2.  Marcus Camby vs. Danny Ferry – 2001

You may not remember this fight for the guys who were in it, but you’ll certainly recall the guy who wasn’t involved but was still somehow the only real victim. Yes, this was the scuffle where Marcus Camby threw an absolute haymaker at Danny Ferry, only he missed Ferry entirely and unintentionally blasted his own coach, the ever-innocent Jeff Van Gundy, right in the face. Although it was an accident, it still ended in a bloody nose for Van Gundy and an assurance that Camby would go down in league history as the only guy to sucker punch his own coach (though that doesn’t include choking — we haven’t forgotten you, Latrell Sprewell).

1.  Ron Artest vs. The World – 2004

Click to Watch on Youtube^

Plain and simple, November 19, 2004, Indiana Pacers at Detroit Pistons was undeniably the Citizen Kane of NBA brawls. Compared to what is known simply as the “Malice in the Palace,” all the other fights in NBA history just look like ants squabbling over a discarded Cheeto. It was essentially the perfect recipe: Take two blue collar teams that are fresh off a heated playoff series, add the unbalanced Rasheed Wallace, the unpredictable Stephen Jackson, and the impossible nut-bar that is Ron Artest, sprinkle in a hint of lunatic fans, and watch the magic happen. And let’s be clear, unless Metta World Peace hauls off and dropkicks Jack Nicholson at a Lakers’ game, the Malice in the Palace will NEVER be bested.

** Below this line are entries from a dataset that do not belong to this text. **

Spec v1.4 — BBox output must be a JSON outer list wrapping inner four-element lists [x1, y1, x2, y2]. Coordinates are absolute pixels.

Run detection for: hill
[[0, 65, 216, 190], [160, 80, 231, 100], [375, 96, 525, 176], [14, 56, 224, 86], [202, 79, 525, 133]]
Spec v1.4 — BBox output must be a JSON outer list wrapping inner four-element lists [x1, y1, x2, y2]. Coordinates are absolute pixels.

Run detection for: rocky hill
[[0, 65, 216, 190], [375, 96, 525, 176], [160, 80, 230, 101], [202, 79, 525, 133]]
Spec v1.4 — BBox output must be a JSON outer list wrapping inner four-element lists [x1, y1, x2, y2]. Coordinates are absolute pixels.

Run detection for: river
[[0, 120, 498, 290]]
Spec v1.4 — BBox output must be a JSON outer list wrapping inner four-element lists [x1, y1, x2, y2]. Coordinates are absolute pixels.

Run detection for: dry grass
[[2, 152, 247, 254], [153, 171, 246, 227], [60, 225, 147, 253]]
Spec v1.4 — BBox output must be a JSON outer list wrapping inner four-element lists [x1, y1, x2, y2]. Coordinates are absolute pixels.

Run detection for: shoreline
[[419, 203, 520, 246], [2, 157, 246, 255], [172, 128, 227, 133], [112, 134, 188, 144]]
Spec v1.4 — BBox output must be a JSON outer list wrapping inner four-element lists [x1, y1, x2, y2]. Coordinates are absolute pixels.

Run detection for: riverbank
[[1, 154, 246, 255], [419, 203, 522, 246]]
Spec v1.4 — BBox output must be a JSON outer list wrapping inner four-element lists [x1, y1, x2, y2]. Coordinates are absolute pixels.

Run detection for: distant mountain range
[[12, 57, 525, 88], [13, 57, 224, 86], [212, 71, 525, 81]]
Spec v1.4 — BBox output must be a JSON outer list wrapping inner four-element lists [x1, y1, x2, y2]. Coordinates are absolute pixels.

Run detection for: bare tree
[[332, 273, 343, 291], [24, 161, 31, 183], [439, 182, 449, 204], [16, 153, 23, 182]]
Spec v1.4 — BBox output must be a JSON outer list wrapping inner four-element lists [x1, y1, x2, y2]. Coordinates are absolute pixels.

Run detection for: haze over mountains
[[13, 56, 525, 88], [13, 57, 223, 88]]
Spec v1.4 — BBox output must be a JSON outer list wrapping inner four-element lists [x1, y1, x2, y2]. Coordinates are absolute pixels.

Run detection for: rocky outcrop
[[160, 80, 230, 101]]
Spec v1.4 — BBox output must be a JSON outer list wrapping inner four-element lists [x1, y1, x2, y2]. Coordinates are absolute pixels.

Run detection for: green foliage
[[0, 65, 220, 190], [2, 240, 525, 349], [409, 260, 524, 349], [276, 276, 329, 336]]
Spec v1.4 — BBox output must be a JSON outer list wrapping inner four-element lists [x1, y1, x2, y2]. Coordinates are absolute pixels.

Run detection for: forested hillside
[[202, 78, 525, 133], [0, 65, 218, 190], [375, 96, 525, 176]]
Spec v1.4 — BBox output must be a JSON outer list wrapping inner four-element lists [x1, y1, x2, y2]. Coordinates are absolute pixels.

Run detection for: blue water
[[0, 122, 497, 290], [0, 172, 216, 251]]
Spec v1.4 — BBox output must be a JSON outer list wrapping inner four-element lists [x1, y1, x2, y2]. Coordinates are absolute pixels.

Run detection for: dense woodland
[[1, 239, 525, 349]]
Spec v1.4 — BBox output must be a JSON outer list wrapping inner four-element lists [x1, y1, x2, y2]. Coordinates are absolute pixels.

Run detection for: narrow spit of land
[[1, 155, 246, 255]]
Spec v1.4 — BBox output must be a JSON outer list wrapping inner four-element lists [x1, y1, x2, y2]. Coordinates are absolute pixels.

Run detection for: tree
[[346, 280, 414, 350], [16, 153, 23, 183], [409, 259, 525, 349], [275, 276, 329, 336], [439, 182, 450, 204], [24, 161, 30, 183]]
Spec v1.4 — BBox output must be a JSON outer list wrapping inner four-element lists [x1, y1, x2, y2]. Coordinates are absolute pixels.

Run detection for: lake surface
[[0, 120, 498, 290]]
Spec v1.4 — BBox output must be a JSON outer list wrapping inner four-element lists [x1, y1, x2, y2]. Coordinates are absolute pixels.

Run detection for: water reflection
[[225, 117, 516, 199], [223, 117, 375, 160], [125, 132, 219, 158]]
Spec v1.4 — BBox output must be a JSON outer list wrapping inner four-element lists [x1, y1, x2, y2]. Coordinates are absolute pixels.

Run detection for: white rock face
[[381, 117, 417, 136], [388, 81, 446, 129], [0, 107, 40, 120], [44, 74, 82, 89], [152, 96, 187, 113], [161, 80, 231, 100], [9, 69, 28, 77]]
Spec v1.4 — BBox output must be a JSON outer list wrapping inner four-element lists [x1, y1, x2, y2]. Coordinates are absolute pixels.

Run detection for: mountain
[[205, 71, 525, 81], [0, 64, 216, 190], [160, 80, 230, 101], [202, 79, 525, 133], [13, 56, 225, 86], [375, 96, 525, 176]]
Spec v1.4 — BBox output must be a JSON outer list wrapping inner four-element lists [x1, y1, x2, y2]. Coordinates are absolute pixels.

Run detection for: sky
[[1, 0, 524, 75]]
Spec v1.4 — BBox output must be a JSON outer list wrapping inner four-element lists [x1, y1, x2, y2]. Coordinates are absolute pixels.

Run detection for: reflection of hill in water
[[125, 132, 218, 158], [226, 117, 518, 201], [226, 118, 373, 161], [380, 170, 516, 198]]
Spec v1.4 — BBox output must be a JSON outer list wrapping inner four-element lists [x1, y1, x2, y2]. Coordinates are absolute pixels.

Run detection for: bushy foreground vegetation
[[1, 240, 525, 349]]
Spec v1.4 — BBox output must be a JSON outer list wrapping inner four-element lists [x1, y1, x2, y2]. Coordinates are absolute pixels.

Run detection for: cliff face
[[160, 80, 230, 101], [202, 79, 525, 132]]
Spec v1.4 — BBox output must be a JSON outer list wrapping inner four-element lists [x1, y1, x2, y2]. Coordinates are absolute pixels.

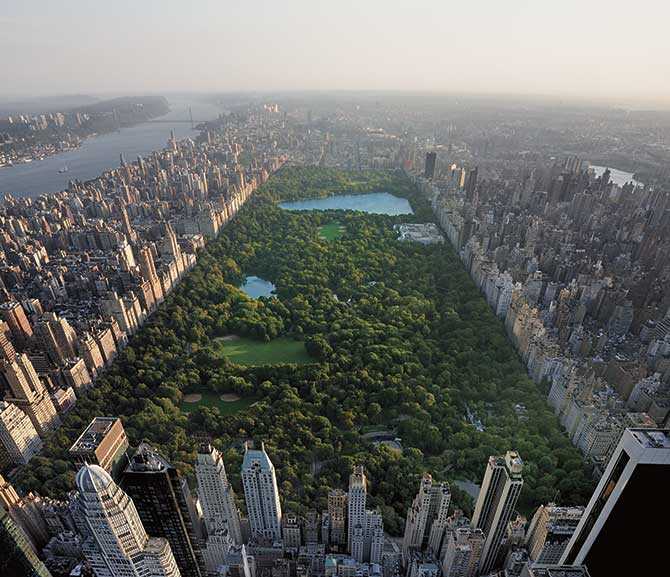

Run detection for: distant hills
[[0, 94, 100, 116]]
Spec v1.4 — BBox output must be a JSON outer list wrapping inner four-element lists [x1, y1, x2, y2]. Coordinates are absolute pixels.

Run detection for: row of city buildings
[[3, 411, 666, 577], [0, 106, 290, 473], [408, 152, 670, 478]]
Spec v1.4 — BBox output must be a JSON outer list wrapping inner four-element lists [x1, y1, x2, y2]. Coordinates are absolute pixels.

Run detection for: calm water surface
[[240, 276, 276, 299], [279, 192, 414, 215], [0, 99, 221, 198]]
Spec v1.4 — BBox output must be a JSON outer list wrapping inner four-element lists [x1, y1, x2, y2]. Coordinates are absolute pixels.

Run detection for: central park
[[17, 166, 594, 534]]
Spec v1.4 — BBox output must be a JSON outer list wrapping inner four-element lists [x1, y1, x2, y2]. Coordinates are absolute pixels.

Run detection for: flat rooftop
[[629, 428, 670, 449], [69, 417, 121, 454]]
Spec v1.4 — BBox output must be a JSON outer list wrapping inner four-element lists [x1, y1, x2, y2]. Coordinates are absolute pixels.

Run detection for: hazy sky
[[1, 0, 669, 105]]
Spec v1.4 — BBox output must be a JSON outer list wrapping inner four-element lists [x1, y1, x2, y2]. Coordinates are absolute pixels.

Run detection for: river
[[0, 98, 222, 198]]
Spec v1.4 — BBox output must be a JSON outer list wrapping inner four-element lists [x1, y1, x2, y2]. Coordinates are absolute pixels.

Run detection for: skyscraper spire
[[74, 464, 181, 577]]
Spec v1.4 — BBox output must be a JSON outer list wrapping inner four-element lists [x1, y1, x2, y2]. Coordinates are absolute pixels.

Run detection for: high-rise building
[[195, 444, 243, 544], [241, 442, 282, 542], [34, 312, 78, 366], [327, 489, 347, 548], [0, 324, 17, 363], [441, 527, 485, 577], [0, 506, 51, 577], [472, 451, 524, 575], [0, 478, 50, 551], [74, 464, 181, 577], [424, 152, 437, 180], [2, 353, 60, 436], [465, 167, 478, 204], [366, 510, 384, 565], [69, 416, 129, 480], [122, 442, 206, 577], [560, 429, 670, 576], [525, 504, 584, 564], [0, 400, 42, 465], [402, 473, 451, 559], [347, 465, 366, 557], [0, 302, 33, 351]]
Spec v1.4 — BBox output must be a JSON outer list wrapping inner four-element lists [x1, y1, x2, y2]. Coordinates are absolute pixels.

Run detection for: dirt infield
[[182, 393, 203, 403], [220, 393, 241, 402], [220, 335, 241, 342]]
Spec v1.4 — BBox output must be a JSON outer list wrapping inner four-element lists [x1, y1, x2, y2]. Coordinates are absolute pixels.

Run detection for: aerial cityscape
[[1, 2, 669, 577]]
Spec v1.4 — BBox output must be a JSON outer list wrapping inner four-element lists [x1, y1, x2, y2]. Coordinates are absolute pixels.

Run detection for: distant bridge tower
[[190, 107, 194, 129]]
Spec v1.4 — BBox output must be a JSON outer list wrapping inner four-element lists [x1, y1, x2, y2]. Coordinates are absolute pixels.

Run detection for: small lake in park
[[279, 192, 414, 215], [239, 276, 276, 299]]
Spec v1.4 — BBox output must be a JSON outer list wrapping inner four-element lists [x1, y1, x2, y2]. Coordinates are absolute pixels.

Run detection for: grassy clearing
[[212, 336, 313, 366], [318, 221, 346, 241]]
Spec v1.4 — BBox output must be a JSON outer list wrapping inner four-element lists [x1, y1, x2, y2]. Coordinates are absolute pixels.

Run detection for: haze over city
[[1, 0, 670, 105]]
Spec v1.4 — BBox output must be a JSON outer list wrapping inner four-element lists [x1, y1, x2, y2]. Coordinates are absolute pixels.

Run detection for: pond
[[279, 192, 414, 215], [239, 276, 276, 299], [590, 165, 642, 187]]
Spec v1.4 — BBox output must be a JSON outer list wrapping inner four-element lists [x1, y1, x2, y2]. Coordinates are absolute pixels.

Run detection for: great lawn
[[212, 336, 313, 366]]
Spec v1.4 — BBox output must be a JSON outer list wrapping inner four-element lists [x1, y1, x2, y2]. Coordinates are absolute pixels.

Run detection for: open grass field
[[213, 335, 313, 366], [179, 391, 255, 415], [318, 221, 346, 241]]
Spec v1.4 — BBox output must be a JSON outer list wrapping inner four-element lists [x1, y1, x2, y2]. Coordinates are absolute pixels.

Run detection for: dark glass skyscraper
[[560, 429, 670, 576], [122, 442, 206, 577], [424, 152, 437, 180]]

And those, ladies and gents, are the five finest fights the Association can lay claim to. Sure, there were some gems left off like the time Bill Laimbeer and the Bad Boy Pistons threw down with the Golden Girls at a charity event (we couldn’t find any video evidence of that one, but we assume it happened. Those dudes fought everyone), but they can’t all be winners.

And if you really think we missed out on some classic brawls, throw together a list of your own, but just know that we might get Moses Malone and Charles Barkley to hold your list down while our list beats the crap out of it.